You are not likely to know which ones until it happens, but some of these animals are going to give you moments that will melt your heart. 

Here is my story.

Penny arcade legend has it that only a chosen few have what it takes to succeed at what is commonly called, "The Claw Crane Game." Nationwide, children of all ages pump quarter after quarter after quarter into these games, only to leave the arcade angry, penniless, and possibly in tears. To be sure, this is not a venture one goes into with great expectations.

But on a brisk autumn morning in a northern New England Walmart, I found myself with two quarters in my pocket, a restless 15-month-old in my arms, and the ominous Claw Game by the store exit. So I thought, "Sure, let's see if I can win the little dude something!"

This story does not go where you might think it goes. 

Nope, I did not conquer the mighty claw on my first and only try.

My son did.

And oh man, did my proud goofy heart damn near explode!

Here's what happened... I went over to the machine, and before I could even plunk the coins into the machine, my kiddo reached for the joystick. He didn't really have much of a plan -- just kind of wanted to hold it, jiggle it around a bit, and occasionally tap the button on the top of the it. "Hmmm," I thought. "Maybe I should just let him try it."

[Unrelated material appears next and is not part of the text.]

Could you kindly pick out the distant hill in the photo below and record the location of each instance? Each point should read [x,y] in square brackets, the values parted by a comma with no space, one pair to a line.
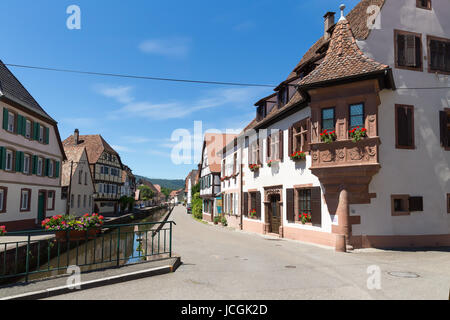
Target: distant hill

So in went the coins. The crane creaked to life, and my son started yanking the joystick every which way as the timer ticked down from 20 seconds. 16 seconds. 12 seconds. 8 seconds.

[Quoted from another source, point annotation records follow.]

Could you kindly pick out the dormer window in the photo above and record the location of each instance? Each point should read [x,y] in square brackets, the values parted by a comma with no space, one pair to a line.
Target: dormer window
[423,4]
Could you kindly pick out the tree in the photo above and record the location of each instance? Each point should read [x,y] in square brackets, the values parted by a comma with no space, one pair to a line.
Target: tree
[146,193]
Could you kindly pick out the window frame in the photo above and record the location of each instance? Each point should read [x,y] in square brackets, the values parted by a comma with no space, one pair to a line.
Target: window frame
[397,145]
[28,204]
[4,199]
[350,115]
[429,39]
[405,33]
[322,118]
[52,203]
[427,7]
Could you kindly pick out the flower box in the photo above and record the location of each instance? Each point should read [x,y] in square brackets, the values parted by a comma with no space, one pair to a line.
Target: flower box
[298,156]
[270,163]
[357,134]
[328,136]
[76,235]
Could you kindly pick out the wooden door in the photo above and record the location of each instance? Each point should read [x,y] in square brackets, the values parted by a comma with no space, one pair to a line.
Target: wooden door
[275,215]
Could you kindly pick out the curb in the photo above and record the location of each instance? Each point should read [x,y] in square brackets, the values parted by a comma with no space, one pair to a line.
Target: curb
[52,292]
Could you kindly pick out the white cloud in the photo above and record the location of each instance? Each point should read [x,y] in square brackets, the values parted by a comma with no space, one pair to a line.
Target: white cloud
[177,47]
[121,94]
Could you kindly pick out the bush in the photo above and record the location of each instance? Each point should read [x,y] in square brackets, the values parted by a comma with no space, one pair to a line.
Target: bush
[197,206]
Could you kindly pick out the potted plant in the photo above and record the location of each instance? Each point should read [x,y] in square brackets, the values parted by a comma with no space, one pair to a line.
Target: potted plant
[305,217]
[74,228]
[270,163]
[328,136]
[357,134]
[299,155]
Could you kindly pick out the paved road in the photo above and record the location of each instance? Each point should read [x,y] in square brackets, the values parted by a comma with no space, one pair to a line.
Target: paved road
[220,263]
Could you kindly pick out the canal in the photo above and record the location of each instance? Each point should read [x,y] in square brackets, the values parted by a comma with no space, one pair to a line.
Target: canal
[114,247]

"Hey buddy, ya gotta push the button, okay?"

5 seconds... 4... 3... 2...

"Um, button?"

Then he did it. He pushed the button.

The claw lowered.

Lowered some more.

Started to close.

Oh. My. God.

Now you have to understand, the crane was near the glass on the right side of the machine when it hooked this green plush ball of some sort. The drop slot was in the front left corner. To me, this meant that the distance the green plush had to travel was pretty much about 2.5 miles before we could call our mission a success. Or at least that's what it felt like. I looked at our son when he latched onto the ball, his wide eyes suggesting that he totally knew what was happening.

The claw's grip looked absolutely flimsy as it painstakingly hauled its catch from right to left, and I found myself whispering Please let him have this, please let him have this, please let him have this...

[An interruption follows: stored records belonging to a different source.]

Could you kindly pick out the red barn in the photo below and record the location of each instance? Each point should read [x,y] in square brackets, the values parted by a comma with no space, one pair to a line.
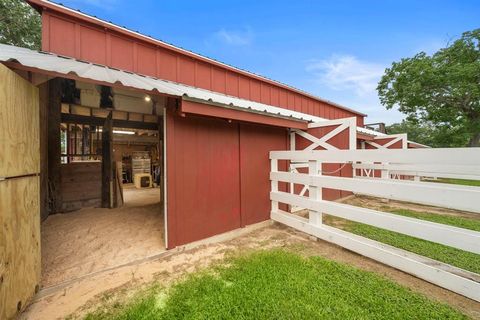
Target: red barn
[117,106]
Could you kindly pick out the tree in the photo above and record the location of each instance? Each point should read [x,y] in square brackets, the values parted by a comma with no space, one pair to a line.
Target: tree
[430,135]
[441,91]
[20,24]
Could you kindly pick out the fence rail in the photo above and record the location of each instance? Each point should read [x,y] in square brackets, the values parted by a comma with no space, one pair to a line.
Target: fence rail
[455,162]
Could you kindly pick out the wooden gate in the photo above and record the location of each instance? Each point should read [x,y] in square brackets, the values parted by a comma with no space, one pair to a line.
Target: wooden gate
[19,193]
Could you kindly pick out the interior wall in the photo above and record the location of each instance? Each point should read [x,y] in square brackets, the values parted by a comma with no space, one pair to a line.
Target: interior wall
[81,185]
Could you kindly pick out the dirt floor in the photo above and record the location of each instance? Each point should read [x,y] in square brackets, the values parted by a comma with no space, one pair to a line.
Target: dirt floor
[76,298]
[92,239]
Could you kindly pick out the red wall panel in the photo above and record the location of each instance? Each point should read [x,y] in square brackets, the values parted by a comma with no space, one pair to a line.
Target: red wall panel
[265,93]
[63,39]
[203,177]
[203,78]
[255,93]
[122,53]
[80,37]
[92,45]
[166,65]
[256,142]
[186,74]
[231,86]
[146,61]
[218,80]
[243,87]
[218,175]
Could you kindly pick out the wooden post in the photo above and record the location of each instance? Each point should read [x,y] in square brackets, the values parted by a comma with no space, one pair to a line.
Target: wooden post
[54,146]
[274,184]
[314,192]
[43,105]
[107,163]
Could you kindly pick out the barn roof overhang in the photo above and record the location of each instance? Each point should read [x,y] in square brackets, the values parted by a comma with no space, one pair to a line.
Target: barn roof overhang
[50,6]
[55,65]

So this is Greenie. It may be hard to tell, but he is actually a bear. Or at least I think he's a bear. Yup, a bear made out of the cheapest possible felt, and rescued straight outta the hallway of a nearby Walmart. 

And he is one of my very favorites. 

Not even joking, if his cheap felt ever tears or his thin stitches pop, I will take sewing classes just so I can learn how to fix him.

After all, I am the Zookeeper.

No one here gets dinged up on my watch!

So yeah, 173 stuffed animals. Way too many.

But shoot me an email if you have any leads on either a pelican or a bighorn sheep, 'cause we're totally looking!

We could also use a gopher. Preferably one that dances to Kenny Loggins songs.




  1. Awesome, Erik! Miss you guys and your entire zoo!!!! Big hugs to all of you, and please give an extra big cuddle to your little Z-man from his auntie Lili!!!

  2. That's the best!!!

  3. Wonderful fun! And BTW, check out "Scoop" the beanie baby pelican--pretty cute!